The owners of the New York Mets have settled on a $162 million lawsuit for their involvement in the Bernie Madoff fraud case. The lawsuit is favorable compared to the original charges, but the team still faces extreme financial difficulties.
Irving H. Picard, the trustee who represents the victims of Madoff's financial fraud scheme, has come to an agreement with the Mets owners, who will pay $162 million in a lawsuit that was originally set at $1 billion.
Picard was appointed in 2008 by a bankruptcy judge to recover money for Mr. Madoff's victims. Thus far, the trustee has collected as much as $9 billion, the greater sum of it retrieved from what Picard considered unjust beneficiaries of "too good to be true" financial returns.
Picard also accused Mets owners Fred Wilpon and Saul Katz of a turning a blind eye to fraudulent investments. The new lawsuit, however, revokes that charge and is unlikely to cost the baseball team owners any out-of-pocket cash.
The original claim of $1 billion would have forced them to sell the team, according to the owners.
"In an effort to stabilize the team's finances, the Mets appear to have sold 12 minority stakes in the club for $20 million each," the New York Times reported.
"I can't wait to get back to our businesses, which I love, and the first order of business, the first priority, is getting down to Florida tomorrow, getting to that spring training camp and bringing the Mets back to the prominence our fans deserve," Mr. Wilpon told the Times outside of federal court in Manhattan.

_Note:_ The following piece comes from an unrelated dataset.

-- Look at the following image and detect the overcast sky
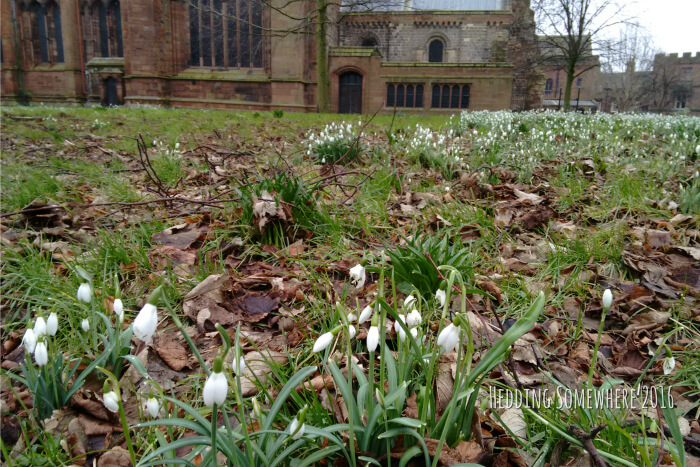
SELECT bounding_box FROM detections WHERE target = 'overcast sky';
[633,0,700,54]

It is unlikely that the owners will have to pay all, if any, of the $162 million lawsuit. How much they pay will depend on Picard's efforts elsewhere, to retrieve the full amount owed to victims.
"The Mets' owners had applied to Mr. Picard to be reimbursed $178 million from their net loser accounts. If Mr. Picard's recoveries do not yield $162 million after three years, Mr. Wilpon and Mr. Katz have guaranteed to pay as much as $29 million," the Times stated.
Despite the Mets having settled the lawsuit favorably, the baseball franchise still faces other financial difficulties.
"The club has lost some $120 million over the past two years, has had to slash its payroll as attendance has fallen at Citi Field, and has had to put a portion of the team up for sale," the Times confirmed.